Страница 63 из 63
Иногда мне хотелось рассказать всем, и, конечно, в первую очередь Петьке, о своей любви к Гале, но каждый раз я вовремя останавливал себя. Мне казалось, что такие вещи не рассказывают даже самому близкому другу, что любовь к девушке надо скрывать глубоко в сердце и не хвастаться ею.
Сейчас в словах Петьки я почуял подвох. А не хочет ли он выведать, каковы мои отношения с Галей? Но Петька шел как ни в чем не бывало толстенький, простодушный мой приятель, и я сказал ему:
- Ты, Петрусь, сам уговоришь Галю пойти с нами. Хорошо?
- Да не хочу я. Она заморится.
- Смотри, чтобы ты не заморился. Ты вот боишься далеко заплывать, а Галя как плавает? Она хоть и девушка, но куда выносливее тебя.

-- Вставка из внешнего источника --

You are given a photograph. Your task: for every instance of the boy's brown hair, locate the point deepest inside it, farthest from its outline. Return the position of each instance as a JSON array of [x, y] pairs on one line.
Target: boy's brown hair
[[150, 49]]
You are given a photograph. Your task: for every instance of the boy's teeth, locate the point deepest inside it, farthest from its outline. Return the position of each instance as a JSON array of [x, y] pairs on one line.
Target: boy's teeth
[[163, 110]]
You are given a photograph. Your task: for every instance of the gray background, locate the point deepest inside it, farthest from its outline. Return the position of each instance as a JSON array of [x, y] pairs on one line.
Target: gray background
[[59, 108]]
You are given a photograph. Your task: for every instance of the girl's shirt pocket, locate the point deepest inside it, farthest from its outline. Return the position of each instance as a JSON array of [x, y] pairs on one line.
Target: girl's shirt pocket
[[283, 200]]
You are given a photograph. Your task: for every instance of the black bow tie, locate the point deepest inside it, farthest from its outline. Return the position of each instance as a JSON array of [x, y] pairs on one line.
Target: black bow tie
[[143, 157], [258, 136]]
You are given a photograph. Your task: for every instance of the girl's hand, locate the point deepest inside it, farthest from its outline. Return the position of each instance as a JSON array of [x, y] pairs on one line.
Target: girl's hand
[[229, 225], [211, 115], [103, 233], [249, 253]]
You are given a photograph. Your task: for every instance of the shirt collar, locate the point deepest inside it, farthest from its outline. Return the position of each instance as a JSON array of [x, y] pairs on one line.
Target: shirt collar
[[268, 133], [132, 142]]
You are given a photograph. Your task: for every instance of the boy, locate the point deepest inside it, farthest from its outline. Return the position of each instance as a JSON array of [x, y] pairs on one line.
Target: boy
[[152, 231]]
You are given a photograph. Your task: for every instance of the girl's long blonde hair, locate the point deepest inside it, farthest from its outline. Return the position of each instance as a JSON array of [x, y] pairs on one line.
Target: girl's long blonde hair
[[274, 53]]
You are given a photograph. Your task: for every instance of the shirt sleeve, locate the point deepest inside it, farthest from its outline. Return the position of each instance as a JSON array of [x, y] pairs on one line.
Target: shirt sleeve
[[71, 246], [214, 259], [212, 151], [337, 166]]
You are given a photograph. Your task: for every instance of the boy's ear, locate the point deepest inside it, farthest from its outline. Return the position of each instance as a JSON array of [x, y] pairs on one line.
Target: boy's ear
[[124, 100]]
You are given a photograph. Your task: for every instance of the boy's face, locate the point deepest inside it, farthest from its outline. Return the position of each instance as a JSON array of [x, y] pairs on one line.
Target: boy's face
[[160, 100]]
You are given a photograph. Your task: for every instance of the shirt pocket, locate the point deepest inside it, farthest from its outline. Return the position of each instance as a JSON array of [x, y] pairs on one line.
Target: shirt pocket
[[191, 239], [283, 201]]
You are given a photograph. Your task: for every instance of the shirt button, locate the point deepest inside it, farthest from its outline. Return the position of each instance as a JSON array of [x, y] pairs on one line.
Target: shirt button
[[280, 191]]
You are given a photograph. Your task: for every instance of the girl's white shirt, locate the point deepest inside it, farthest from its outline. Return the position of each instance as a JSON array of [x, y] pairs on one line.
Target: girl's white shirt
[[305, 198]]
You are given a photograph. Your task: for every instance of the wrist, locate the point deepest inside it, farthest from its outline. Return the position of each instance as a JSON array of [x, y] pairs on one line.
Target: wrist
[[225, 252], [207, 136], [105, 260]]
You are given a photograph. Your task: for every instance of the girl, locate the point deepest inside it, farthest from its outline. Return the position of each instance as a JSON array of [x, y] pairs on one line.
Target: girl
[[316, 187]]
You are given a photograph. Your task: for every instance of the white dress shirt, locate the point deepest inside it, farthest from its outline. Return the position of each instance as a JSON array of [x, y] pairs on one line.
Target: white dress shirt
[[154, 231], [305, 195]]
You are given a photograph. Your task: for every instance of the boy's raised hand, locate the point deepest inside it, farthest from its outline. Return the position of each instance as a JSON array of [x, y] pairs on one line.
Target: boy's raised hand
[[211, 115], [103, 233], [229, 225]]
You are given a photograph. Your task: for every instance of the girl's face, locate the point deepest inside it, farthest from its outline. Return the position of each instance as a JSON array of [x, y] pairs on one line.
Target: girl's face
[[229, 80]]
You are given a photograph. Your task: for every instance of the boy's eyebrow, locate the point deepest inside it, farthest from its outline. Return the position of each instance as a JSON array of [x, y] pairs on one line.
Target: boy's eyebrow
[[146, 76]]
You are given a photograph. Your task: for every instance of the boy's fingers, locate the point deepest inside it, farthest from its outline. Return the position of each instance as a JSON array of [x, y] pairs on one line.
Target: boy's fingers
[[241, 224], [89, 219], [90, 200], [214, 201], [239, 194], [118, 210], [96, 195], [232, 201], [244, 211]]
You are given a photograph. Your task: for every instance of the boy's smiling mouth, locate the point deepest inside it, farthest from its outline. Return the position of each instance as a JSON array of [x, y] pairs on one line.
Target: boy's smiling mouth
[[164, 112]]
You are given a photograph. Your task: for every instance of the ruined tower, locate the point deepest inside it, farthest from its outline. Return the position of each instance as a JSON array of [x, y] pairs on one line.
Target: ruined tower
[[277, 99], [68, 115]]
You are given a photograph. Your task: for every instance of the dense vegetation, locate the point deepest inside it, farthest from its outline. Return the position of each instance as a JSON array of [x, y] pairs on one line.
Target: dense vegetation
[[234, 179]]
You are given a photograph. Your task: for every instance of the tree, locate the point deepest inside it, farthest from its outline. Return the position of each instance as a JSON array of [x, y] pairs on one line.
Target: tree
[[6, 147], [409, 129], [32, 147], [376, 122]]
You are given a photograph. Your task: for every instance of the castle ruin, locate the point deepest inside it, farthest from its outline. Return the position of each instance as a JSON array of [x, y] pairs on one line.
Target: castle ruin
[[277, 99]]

- Ну... ну... это еще, положим, - возмутился Петька и, видно, чтобы замять этот неприятный разговор, помолчав немного, спросил: - На будущей неделе и у нас будет организована комсомольская ячейка, мне говорили, - то правда?
- Факт!
- А туда... всех примут?
- Нет, зачем всех, - самых выдержанных.
- А меня... как ты думаешь... примут?
- Посмотрим, Петро... Надо взвесить, обсудить, подумать! - сказал я важно, так, словно уже был комсомольцем.
- А ты знаешь, Василь, меня батька давно комсомолистом зовет. Вот обидно будет, если не примут! - И Петька Маремуха печально вздохнул.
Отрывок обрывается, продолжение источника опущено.